Now, back to weighting. After some thinking I've decided to try this system:
- Top weight (5/16-18 1.5' stainless steel bolt + 4 washers on each side)
- Bottom weight (5/16-18 2' stainless steel bolt + 20 washers. One of the washers is on the other side of the cap (cannot be seen here) to prevent bolt being pushed through the whole when rubber cap intrudes into the housing at depth)
- My guess of how much is missing till buoy is neutrally buoyant (I'll just hook that wire onto the buoy tether rope) (that's how much buoyancy I plan for the buoy to have - around 92g. That's approximately 1/5th of what it was)
- Extra washers if I need them underwater.
- Loop to pull this core platform out of housing. It fits very tight now and I like to keep it this way (nothing is swinging inside of the housing and I don't have to have any other means of attaching things to the housing). Since I've added bolt #2 I need to push this platform deeper into the housing. This loop has been made so I don't have a problem pulling it out later.
- PyBoard v1.1 with accelerometer. (Replaced PyBoard Lite with accelerometer).

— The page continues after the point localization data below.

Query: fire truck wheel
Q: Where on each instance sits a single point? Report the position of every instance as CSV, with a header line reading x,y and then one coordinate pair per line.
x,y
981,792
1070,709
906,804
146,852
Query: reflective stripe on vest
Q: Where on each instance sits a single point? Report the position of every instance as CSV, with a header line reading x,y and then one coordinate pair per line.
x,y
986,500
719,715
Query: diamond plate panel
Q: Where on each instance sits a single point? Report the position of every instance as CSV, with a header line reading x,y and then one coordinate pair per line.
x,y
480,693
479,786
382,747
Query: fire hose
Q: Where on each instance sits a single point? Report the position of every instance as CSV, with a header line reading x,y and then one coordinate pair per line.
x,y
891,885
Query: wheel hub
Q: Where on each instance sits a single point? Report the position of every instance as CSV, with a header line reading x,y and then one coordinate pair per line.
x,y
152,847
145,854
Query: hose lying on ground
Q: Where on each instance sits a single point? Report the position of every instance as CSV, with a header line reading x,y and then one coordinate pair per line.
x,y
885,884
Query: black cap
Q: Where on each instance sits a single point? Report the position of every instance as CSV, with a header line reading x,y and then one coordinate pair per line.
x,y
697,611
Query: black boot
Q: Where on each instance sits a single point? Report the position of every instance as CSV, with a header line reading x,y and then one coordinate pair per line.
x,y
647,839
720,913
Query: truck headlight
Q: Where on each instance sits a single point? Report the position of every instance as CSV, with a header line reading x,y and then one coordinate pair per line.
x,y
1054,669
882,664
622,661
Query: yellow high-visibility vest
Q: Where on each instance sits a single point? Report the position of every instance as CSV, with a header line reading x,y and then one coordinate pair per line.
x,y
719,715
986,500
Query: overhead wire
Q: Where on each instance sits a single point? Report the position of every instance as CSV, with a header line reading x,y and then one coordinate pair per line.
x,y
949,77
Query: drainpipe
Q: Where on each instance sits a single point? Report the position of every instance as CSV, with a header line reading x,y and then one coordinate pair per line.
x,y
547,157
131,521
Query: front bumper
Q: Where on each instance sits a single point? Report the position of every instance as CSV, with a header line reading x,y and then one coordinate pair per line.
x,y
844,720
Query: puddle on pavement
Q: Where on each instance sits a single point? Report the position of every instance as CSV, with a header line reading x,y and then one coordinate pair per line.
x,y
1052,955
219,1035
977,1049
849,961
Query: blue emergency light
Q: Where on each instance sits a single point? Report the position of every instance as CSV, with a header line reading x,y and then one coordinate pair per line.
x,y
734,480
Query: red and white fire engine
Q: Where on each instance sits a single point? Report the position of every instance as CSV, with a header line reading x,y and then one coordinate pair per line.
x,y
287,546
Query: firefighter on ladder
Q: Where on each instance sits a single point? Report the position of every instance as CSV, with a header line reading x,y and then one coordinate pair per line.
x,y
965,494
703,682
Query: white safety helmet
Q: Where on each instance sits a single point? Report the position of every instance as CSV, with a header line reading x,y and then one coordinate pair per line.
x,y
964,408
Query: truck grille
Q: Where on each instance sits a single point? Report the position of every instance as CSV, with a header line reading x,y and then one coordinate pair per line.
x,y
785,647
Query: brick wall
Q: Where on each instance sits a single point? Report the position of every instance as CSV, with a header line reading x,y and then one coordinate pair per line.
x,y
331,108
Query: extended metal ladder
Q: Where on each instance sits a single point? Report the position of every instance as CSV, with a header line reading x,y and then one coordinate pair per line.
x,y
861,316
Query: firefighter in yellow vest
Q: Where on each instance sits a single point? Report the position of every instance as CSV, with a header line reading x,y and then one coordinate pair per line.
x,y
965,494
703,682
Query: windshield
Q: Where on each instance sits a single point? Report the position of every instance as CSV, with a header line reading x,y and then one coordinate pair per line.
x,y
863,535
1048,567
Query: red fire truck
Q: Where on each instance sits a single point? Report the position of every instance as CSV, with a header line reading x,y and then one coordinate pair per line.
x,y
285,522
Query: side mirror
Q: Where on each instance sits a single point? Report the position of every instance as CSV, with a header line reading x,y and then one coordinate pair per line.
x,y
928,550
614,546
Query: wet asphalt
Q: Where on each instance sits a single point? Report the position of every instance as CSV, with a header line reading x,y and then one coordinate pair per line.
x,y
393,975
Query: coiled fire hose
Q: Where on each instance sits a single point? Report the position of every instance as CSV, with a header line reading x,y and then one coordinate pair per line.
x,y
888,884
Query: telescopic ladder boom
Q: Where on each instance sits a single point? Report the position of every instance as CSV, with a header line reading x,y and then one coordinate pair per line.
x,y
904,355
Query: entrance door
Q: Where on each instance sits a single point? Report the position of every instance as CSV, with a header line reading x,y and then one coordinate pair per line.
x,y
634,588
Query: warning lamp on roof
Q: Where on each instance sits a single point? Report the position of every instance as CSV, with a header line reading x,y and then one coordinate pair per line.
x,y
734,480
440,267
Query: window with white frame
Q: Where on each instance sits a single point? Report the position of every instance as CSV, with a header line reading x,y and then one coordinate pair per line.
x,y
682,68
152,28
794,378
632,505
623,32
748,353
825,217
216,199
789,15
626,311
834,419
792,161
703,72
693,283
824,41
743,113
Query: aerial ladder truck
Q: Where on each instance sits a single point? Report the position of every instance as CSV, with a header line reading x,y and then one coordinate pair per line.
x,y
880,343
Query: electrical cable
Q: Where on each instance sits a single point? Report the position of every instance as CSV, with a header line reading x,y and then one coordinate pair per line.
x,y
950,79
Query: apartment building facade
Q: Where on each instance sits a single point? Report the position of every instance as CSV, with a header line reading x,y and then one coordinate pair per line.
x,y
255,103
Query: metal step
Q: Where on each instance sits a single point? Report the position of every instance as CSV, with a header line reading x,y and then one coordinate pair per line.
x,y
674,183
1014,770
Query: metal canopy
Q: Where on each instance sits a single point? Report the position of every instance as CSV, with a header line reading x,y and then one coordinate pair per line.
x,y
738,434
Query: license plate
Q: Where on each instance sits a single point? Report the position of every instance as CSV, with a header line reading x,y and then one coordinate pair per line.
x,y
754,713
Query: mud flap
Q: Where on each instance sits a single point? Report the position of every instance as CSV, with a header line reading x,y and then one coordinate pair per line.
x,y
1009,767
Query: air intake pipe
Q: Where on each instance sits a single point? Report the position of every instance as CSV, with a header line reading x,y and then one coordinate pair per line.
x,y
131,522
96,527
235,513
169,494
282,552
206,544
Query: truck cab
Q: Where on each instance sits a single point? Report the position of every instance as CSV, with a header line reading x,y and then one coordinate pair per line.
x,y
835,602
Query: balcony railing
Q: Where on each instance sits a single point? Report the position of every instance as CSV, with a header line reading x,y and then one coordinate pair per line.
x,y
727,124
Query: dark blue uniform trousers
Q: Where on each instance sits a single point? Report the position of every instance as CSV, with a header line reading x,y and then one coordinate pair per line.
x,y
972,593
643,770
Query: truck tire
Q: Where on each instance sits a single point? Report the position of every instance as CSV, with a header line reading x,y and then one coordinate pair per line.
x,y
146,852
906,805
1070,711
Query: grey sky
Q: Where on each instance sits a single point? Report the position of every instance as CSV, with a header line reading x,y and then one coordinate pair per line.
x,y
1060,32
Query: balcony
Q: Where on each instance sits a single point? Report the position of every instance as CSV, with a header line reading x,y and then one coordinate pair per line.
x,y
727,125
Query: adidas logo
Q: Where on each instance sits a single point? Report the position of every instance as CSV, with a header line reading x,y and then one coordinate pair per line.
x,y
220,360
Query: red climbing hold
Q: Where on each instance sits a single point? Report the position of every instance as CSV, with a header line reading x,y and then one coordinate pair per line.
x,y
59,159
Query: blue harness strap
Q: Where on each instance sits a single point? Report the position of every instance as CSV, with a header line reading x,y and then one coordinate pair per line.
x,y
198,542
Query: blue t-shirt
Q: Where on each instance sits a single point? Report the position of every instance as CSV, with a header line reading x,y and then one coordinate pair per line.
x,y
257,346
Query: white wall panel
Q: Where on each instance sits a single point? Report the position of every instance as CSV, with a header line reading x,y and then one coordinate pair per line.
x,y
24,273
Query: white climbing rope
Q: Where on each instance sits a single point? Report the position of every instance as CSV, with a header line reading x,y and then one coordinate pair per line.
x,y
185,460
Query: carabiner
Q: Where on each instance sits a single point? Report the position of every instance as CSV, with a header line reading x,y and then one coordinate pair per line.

Advantages of this weight system:
- Simple. Takes just a few holes and screws.
- Easy to mount.
- Don't have to use stainless steel parts since it's all inside of the housing (stainless steel bolts and washers are expensive!)
- Allows top/bottom trim
- Quite centered around main buoy axis
- Nothing is hanging outside of the buoy waiting to catch that seaweed leaf
- Can be pretty precise if using different size washers
- Cannot weight a buoy and then leave it for logging in one session. (Because weight needs to be put inside of the housing).
- Figuring out resulting buoyancy might be a bit tricky since you place weights in the water during weighting procedure (washers loose a part of weight equivalent to the weight of the volume of water displaced by them) but for deployment you put those weights into the housing so they do not displace any additional water anymore. Can be solved with pretty trivial math though.
I plan to go and try to weight my buoy properly during my next dive this week (possibly).
Also a few notes on PyBoard v1.1. PyBoard Lite with accelerometer has really crappy RTC. I wrote some code to do two clock syncs with my PC (before and after deployment) and then adjust log timestamps accordingly but there is a problem still. If battery dies during logging that means I have no way to tell how much that RTC was off. Possible options were:
- Setup external RTC
- Connect small battery just to keep RTC alive
I didn't like both options as requiring extra work. I figured that PyBoard Lite might be a perfect candidate for my upcoming Bluetooth log downloader. So I went ahead and ordered a regular PyBoard here. I'm yet to check PyBoard RTC accuracy in the long run but so far it looks alright.